Canada's Atlantic and Pacific outreach
Potentially expecting further criticism from within NATO about its defence spending at the July 11-12 NATO summit in Lithuania, Canada is reaching across both oceans this week with an array of Royal Canadian Air Force and Royal Canadian Navy assets.
On the Pacific front, the RCAF is participating in Mobility Guardian 23, a July 5-21 U.S. Air Force-led exercise involving some 70 aircraft, including assets from Australia, Britain, France, Japan and New Zealand.
The RCAF platforms, all from 8 Wing in Trenton, Ontario, are two Lockheed Martin CC-130J Hercules transports from 436 Transport Squadron, and an Airbus a CC-150T Polaris tanker from 437 Transport Squadron, as well as more than 100 RCAF personnel.
The RCAF Expeditionary Air Traffic Management Unit, comprising personnel from 8 Air Communications and Control Squadron based at 2 Wing Bagotville, Quebec, but operating out of Trenton), will be supporting coalition flying operations out of Guam and Palau. RCAF aeromedical evacuation personnel also are involved.
“Through combined exercises […] we not only showcase the RCAF as a mission-ready and combat-capable force, we also build and strengthen alliances with our partner-nation air forces,” says RCAF Commander Lieutenant-General Eric Kenny. “These relationships help maintain stability and ensure free access to common domains in the Pacific in accordance with international law.”
Mobility Guardian is seen by Major-General Iain Huddleston, Commander of 1 Canadian Air Division, the RCAF’s the operational-level command and control arm headquartered in Winnipeg, as “an excellent opportunity to deepen connections with regional allies and partners, while enhancing our awareness and proficiency in this important region in which our members and aircraft are increasingly operating.”
On the European Front, Two RCN coastal defence ships, HMCS Shawinigan and HMCS Summerside, each with a crew of about 45, left Halifax July 3 on four-month deployments to the Baltic. They are scheduled to join Operational Reassurance, the Canadian element of NATO’s deterrence against Russian regional aggression.
In addition to their Baltic operations, Shawinigan, on its first full-length deployment, and Summerside, on its second, will work with allied ships on mine-hunting and disposal in the North Atlantic Reassurance.
“Even if NATO is not directly involved in what's happening in Ukraine with Russia, the fact that we are positioning the alliance to be ready to react […] is very important,” Rear Admiral Josée Kurtz, commander of Joint Task Force Atlantic, told reporters at dockside when the two ships had slipped their mooring lines.
In addition to the Maritime Task Force role, Canada also provides Air Task Force logistical support out of Prestwick, Scotland, as well as being the “framework” country in a Land Task Force, including enhanced Forward Presence Latvia, a key component of NATO’s deterrence through multinational battlegroups in Bulgaria, Estonia, Hungary, Lithuania, Poland, Romania and Slovakia as well as Latvia.

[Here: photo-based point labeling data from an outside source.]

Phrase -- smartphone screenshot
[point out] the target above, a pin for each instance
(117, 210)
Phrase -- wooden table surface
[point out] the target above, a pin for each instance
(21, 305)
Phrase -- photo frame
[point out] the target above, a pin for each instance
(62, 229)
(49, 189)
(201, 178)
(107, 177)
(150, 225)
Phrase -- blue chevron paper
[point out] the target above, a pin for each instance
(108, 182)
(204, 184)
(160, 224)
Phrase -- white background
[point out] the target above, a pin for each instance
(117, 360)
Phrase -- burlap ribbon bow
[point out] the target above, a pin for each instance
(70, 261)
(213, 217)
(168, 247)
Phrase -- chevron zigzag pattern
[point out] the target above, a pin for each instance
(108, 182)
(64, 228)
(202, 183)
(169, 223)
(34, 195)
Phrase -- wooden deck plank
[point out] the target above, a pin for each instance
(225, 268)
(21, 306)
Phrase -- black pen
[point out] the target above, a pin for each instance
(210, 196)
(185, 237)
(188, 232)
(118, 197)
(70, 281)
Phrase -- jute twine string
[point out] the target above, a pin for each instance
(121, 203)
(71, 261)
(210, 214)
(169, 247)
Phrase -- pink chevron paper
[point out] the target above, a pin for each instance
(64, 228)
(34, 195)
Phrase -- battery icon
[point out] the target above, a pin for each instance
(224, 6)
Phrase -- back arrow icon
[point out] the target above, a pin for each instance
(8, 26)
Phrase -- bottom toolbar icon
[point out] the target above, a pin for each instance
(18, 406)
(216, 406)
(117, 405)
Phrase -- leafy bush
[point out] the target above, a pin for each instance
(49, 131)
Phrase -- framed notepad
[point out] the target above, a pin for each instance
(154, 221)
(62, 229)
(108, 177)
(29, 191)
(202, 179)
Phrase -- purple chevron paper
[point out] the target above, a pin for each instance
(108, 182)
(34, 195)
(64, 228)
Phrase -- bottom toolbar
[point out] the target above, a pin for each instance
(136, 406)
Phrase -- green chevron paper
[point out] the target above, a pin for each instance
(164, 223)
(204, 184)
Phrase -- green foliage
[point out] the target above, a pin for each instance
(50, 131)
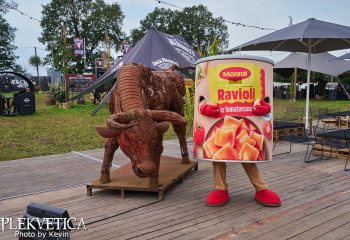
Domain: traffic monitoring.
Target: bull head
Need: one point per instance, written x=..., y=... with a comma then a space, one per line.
x=140, y=136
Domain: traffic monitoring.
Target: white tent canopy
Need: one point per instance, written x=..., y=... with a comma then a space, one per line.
x=319, y=63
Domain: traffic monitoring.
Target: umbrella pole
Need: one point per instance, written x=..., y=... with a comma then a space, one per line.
x=308, y=91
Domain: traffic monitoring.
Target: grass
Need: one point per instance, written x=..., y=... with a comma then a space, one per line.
x=52, y=130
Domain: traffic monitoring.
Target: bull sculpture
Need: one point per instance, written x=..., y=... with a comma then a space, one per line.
x=142, y=105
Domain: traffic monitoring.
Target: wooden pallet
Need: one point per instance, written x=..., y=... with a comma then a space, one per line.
x=124, y=179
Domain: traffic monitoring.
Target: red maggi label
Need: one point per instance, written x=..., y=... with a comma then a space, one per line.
x=235, y=73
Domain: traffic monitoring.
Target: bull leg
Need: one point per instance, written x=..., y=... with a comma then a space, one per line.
x=110, y=147
x=180, y=131
x=154, y=179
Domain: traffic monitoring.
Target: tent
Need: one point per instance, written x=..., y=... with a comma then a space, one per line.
x=321, y=62
x=310, y=36
x=156, y=50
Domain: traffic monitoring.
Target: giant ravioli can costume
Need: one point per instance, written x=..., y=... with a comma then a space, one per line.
x=235, y=85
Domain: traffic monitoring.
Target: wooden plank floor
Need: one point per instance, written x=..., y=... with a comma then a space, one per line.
x=316, y=199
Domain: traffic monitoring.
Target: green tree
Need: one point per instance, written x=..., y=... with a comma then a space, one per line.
x=7, y=36
x=88, y=19
x=195, y=24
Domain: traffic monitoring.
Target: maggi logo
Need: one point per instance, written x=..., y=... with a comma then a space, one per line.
x=235, y=73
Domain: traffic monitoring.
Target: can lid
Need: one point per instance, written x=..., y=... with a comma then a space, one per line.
x=234, y=56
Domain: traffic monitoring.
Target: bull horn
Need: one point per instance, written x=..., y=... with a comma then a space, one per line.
x=121, y=121
x=162, y=115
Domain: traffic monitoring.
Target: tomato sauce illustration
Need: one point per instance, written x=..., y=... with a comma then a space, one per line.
x=233, y=109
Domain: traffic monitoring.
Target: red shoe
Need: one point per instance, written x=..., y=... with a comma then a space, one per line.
x=268, y=198
x=217, y=198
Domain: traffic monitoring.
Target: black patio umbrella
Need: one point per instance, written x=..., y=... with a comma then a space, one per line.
x=310, y=36
x=156, y=50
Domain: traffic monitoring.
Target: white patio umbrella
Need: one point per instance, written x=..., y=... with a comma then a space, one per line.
x=310, y=36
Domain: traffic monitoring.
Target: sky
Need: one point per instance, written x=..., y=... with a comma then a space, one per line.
x=262, y=13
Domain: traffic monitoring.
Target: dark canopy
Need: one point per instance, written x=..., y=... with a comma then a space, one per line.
x=156, y=50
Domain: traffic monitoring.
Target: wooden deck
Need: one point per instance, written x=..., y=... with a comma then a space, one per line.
x=316, y=199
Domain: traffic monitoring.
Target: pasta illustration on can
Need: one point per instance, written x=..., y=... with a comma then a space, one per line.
x=233, y=103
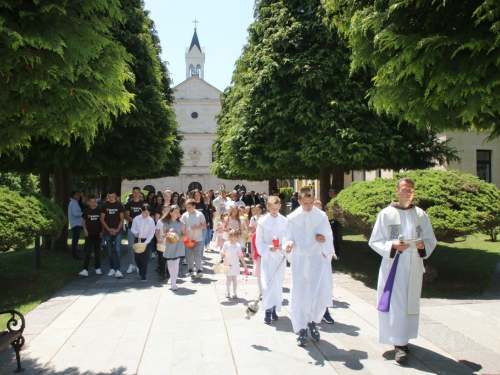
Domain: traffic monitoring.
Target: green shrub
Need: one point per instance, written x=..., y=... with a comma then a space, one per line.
x=312, y=187
x=458, y=204
x=288, y=191
x=24, y=217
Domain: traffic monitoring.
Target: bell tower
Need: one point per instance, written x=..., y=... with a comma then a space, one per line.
x=195, y=57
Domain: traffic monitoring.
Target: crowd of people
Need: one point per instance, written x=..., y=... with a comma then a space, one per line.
x=175, y=228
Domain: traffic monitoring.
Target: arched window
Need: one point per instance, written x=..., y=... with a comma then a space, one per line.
x=194, y=185
x=240, y=188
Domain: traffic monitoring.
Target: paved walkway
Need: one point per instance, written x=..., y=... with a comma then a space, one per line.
x=102, y=325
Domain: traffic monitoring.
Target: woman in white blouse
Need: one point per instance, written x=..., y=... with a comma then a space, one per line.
x=143, y=227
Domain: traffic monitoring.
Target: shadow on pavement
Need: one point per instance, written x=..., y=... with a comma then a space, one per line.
x=438, y=364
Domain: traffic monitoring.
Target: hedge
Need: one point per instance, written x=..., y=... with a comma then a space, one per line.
x=23, y=217
x=458, y=203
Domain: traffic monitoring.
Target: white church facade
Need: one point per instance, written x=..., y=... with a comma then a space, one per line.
x=196, y=105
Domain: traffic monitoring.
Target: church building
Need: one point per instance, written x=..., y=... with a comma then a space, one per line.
x=196, y=104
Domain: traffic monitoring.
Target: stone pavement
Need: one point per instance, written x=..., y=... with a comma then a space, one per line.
x=102, y=325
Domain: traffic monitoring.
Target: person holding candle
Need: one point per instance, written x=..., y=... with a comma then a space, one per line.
x=405, y=229
x=309, y=237
x=269, y=235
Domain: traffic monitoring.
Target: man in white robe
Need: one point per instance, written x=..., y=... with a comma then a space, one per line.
x=402, y=218
x=273, y=264
x=309, y=236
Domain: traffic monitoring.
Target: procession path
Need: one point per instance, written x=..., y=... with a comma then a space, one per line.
x=102, y=325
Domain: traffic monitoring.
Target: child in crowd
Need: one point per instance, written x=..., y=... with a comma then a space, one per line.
x=143, y=226
x=231, y=251
x=221, y=234
x=172, y=223
x=235, y=221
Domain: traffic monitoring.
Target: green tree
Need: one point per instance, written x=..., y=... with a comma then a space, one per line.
x=62, y=74
x=458, y=204
x=293, y=110
x=435, y=62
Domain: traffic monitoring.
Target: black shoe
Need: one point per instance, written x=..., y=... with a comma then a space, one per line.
x=313, y=331
x=400, y=354
x=267, y=318
x=327, y=318
x=302, y=339
x=274, y=315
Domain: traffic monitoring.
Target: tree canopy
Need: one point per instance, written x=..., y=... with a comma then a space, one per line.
x=294, y=108
x=62, y=72
x=435, y=62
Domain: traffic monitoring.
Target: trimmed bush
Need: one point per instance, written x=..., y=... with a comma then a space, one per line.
x=24, y=217
x=458, y=204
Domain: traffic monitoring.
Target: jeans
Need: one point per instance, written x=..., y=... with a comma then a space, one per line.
x=208, y=236
x=74, y=241
x=130, y=249
x=114, y=246
x=92, y=240
x=194, y=255
x=142, y=260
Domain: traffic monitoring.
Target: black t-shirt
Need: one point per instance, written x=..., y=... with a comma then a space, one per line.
x=134, y=208
x=112, y=213
x=92, y=218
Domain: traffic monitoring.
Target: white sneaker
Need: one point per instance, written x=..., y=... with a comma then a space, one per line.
x=131, y=268
x=84, y=273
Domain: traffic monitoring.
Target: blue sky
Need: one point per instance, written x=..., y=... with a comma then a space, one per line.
x=222, y=30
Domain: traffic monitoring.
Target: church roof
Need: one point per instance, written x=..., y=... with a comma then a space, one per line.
x=195, y=41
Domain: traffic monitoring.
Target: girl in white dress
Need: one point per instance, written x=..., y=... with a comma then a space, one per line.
x=231, y=251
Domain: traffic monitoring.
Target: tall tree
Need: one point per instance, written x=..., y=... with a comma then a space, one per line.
x=435, y=62
x=294, y=111
x=62, y=74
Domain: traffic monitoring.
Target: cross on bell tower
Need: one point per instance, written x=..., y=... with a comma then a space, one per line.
x=195, y=57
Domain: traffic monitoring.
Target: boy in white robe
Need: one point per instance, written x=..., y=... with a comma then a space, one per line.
x=402, y=218
x=273, y=265
x=309, y=236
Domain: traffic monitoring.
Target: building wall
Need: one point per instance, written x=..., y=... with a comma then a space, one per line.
x=195, y=95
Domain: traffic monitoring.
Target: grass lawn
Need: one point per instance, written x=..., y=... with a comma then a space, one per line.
x=464, y=268
x=23, y=288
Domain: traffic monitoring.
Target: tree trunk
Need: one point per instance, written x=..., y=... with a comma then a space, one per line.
x=324, y=185
x=273, y=184
x=338, y=177
x=104, y=185
x=116, y=183
x=45, y=190
x=61, y=198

In the background, however, despite ongoing Canadian direct and indirect support for multinational operations, there’s the looming NATO Summit in Vilnius. There are some expectations that an ongoing budget review could yield more defence spending, but the question is whether it will relieve the political pressure.
At 1.29% of gross domestic product in 2022, Canada’s military budget was essentially unchanged from the late 1990s and, for many of its NATO allies – particularly the European ones who see Russia as an existential threat – it remains frustratingly below the alliance’s preferred goal of at least 2%. Last year’s average for NATO overall was 2.58% of GDP.
To meet the NATO threshold, Canada would have to spend an additional $13 billion currently and then even more over the next five years, according to Parliamentary Budget Officer Yves Giroux. A career public servant who was appointed PBO in September 2018, he has been closely involved in the federal budget process for more than two decades and is an acknowledge expert on government spending.
For now, however, at least until the Vilnius summit, a spokesman for Defence Minister Anita Anand has been quoted as saying that Canada has the sixth largest defence budget within NATO and would “continue to make landmark investments to equip our Armed Forces.”